Files
pi-config/skills/markitdown/SKILL.md

3.8 KiB

name, description
name description
markitdown Convert various file formats to Markdown for use with LLMs and text analysis. Supports PDF, Word, Excel, PowerPoint, images, HTML, CSV, JSON, XML, ZIP, EPubs, and YouTube URLs.

MarkItDown

Convert files to Markdown for LLM consumption and text analysis. A lightweight Python utility by Microsoft.

Installation

Installed in a Python venv at /tmp/markitdown-env/ with a wrapper at ~/.local/bin/markitdown.

The wrapper handles LD_LIBRARY_PATH for numpy's C extensions on NixOS.

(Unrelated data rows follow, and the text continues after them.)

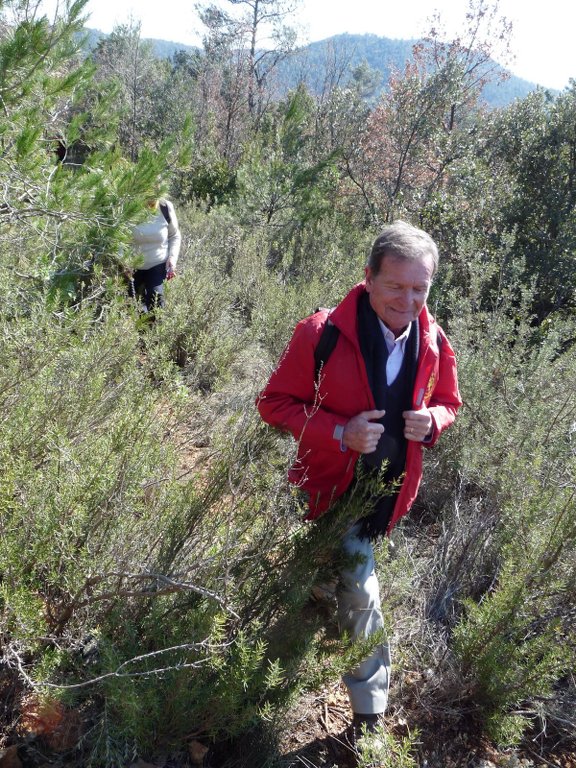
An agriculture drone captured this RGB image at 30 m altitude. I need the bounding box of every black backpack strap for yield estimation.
[314,317,340,382]
[159,200,172,224]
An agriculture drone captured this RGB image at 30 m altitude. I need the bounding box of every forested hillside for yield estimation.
[85,29,537,107]
[0,0,576,768]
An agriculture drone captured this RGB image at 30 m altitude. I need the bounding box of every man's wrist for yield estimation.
[332,424,348,452]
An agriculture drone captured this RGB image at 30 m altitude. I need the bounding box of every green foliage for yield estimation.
[357,726,419,768]
[0,3,576,768]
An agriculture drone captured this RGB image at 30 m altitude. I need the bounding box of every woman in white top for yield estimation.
[130,198,181,312]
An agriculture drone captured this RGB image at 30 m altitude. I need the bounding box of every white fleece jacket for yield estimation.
[133,200,182,269]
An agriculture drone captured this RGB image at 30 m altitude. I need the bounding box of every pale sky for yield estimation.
[52,0,576,89]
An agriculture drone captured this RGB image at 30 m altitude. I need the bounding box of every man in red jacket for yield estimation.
[257,221,461,732]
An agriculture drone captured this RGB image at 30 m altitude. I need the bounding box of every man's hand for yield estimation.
[402,407,434,443]
[342,411,386,453]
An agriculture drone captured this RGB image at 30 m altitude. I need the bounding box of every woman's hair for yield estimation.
[367,220,439,275]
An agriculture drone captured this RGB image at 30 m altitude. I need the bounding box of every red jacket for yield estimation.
[257,282,462,532]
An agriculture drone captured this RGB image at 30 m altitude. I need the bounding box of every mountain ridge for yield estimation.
[85,28,556,108]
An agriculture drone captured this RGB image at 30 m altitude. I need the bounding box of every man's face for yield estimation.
[366,256,434,336]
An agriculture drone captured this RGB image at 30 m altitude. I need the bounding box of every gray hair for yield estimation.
[367,220,439,275]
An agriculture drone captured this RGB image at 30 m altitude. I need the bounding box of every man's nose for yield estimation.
[399,288,416,307]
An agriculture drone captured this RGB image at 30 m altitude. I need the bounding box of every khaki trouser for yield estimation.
[336,524,391,714]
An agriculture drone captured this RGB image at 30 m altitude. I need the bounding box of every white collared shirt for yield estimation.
[378,318,412,386]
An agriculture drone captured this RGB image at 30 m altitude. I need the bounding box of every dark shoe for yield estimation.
[352,712,381,738]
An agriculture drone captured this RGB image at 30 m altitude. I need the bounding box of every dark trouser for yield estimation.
[129,262,166,312]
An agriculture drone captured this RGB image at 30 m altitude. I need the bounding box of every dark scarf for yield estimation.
[357,293,418,539]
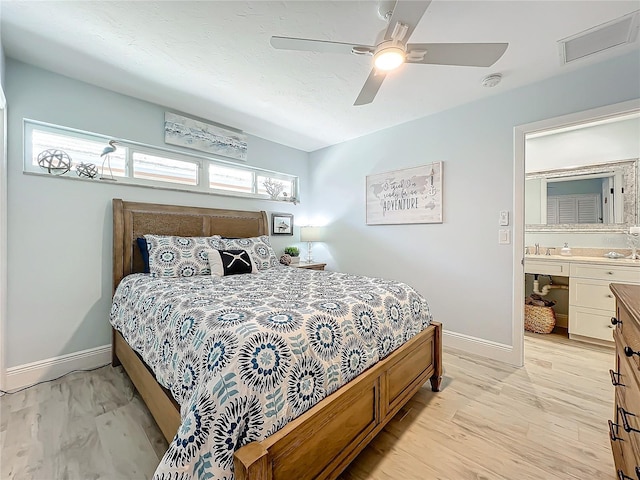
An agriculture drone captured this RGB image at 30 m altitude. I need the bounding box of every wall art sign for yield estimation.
[164,112,247,161]
[367,162,442,225]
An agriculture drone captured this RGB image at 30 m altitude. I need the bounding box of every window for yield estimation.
[131,152,198,185]
[24,120,298,199]
[30,129,127,177]
[209,165,253,193]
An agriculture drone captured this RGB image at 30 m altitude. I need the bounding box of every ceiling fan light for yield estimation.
[373,47,405,71]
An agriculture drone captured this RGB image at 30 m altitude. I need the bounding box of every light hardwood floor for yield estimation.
[0,334,614,480]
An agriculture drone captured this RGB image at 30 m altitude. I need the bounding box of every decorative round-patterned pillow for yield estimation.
[280,253,291,265]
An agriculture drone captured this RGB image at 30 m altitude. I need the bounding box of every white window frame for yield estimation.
[23,118,300,201]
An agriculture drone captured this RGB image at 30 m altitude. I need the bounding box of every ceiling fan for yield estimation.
[271,0,509,105]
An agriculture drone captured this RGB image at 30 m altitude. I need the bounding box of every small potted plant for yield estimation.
[284,247,300,263]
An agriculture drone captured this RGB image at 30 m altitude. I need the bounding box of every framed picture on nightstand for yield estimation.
[271,213,293,235]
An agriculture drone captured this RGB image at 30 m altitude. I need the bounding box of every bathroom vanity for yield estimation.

If the venv is missing (e.g., after rebuild), recreate:

nix-shell -p python3 python3.pkgs.pip python3.pkgs.virtualenv gcc stdenv.cc.cc.lib --run "
  python3 -m venv /tmp/markitdown-env
  source /tmp/markitdown-env/bin/activate
  pip install 'markitdown[pdf,docx,pptx,xlsx]'
"

Then recreate the wrapper at ~/.local/bin/markitdown.

Supported Formats

Format Extension Dependencies
PDF .pdf pdfminer-six, pdfplumber
Word .docx lxml, mammoth
PowerPoint .pptx python-pptx
Excel .xlsx, .xls openpyxl, pandas, xlrd
Images .jpg, .png, etc. EXIF metadata (core); LLM vision via llm_client/llm_model; OCR via markitdown-ocr plugin (installed)
HTML .html, .htm beautifulsoup4 (core)
CSV .csv (core)
JSON .json (core)
XML .xml (core)
ZIP .zip (core, iterates contents)
EPubs .epub (core)
YouTube URLs youtube-transcript-api (core)
Text .txt, .md, etc. (core)

CLI Usage

# Convert a file to Markdown (stdout)
markitdown path/to/file.pdf

# Write to file
markitdown path/to/file.pdf -o output.md

# Pipe content
cat file.pdf | markitdown

Python API

from markitdown import MarkItDown

md = MarkItDown()
result = md.convert("document.pdf")
print(result.text_content)

Integration with Pi

Use markitdown to convert files before reading them with the read tool:

# Convert then read
markitdown report.pdf -o /tmp/report.md && read /tmp/report.md

This is especially useful for:

  • PDFs that need structure preserved (headings, lists, tables)
  • Office documents (Word, Excel, PowerPoint)
  • Images with EXIF metadata
  • Any file format not directly readable by the read tool

Image Analysis (LLM Vision)

For images, markitdown can extract EXIF metadata (free, no API key) AND describe image content using an LLM vision model.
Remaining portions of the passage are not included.